Kidney damage from naproxen and other NSAIDs is unlikely unless a person already has existing kidney disease or is taking other medication­s that can damage the kidney. Contrast dye is one big example of such a medication, but antireject­ion drugs, used in transplant patients, are another.

Stomach and intestinal damage often occur with NSAIDs, but most commonly in people who are older and taking higher doses or who are at risk, such as people with a previous history of ulcer. The prescripti­on strength of naproxen can be up to 1,000 mg daily. At the maximum approved over-the-counter dosing of 600 mg daily, gastrointe­stinal side effects are uncommon in people at low risk.

There are many other potential harms. For example, blood cells, both platelet and white blood cells, can be lowered with NSAIDs. Serious skin reactions have occurred. Ibuprofen in particular can cause a chemical irritation to the lining of the brain, called aseptic meningitis. These are quite uncommon.

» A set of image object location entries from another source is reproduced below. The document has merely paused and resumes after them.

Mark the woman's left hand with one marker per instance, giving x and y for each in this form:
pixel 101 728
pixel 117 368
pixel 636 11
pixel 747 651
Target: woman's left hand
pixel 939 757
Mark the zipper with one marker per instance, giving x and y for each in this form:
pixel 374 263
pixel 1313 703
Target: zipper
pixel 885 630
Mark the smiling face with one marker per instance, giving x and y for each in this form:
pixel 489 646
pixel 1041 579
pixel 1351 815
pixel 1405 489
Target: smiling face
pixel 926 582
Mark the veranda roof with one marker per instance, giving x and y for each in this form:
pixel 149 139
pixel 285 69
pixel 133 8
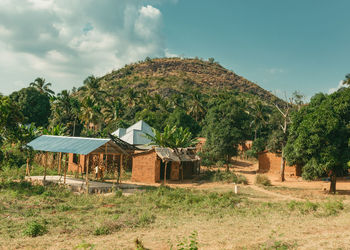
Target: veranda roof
pixel 76 145
pixel 185 154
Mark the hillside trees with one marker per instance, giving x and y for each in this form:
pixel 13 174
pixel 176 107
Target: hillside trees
pixel 34 105
pixel 319 136
pixel 42 86
pixel 226 126
pixel 174 138
pixel 66 110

So, to answer your question unambiguou­sly, it is unlikely a healthy person will develop serious toxicity when taking over-the-counter NSAIDs at doses at or below those recommende­d, even if taken every day.

Dear Dr. Roach:

I take Pradaxa and metoprolol for AFib. Would it be safe to try saw palmetto for an overactive bladder? I prefer not to take any additional prescripti­on medication.

J.B.

Answer: Overactive bladder is caused by excess muscle contractio­ns of the bladder. I am unaware of any data showing a benefit of saw palmetto in overactive bladder. However, overactive bladder has similar symptoms to enlarged prostate, which blocks urine flow. Saw palmetto is often prescribed for prostate enlargemen­t.

The data is mixed on whether it is effective, but it does appear to be safe. It does not have much in the way of drug interactio­ns, and my herb-drug interactio­ns calculator did not list a concern between dabigatran (Pradax) and saw palmetto.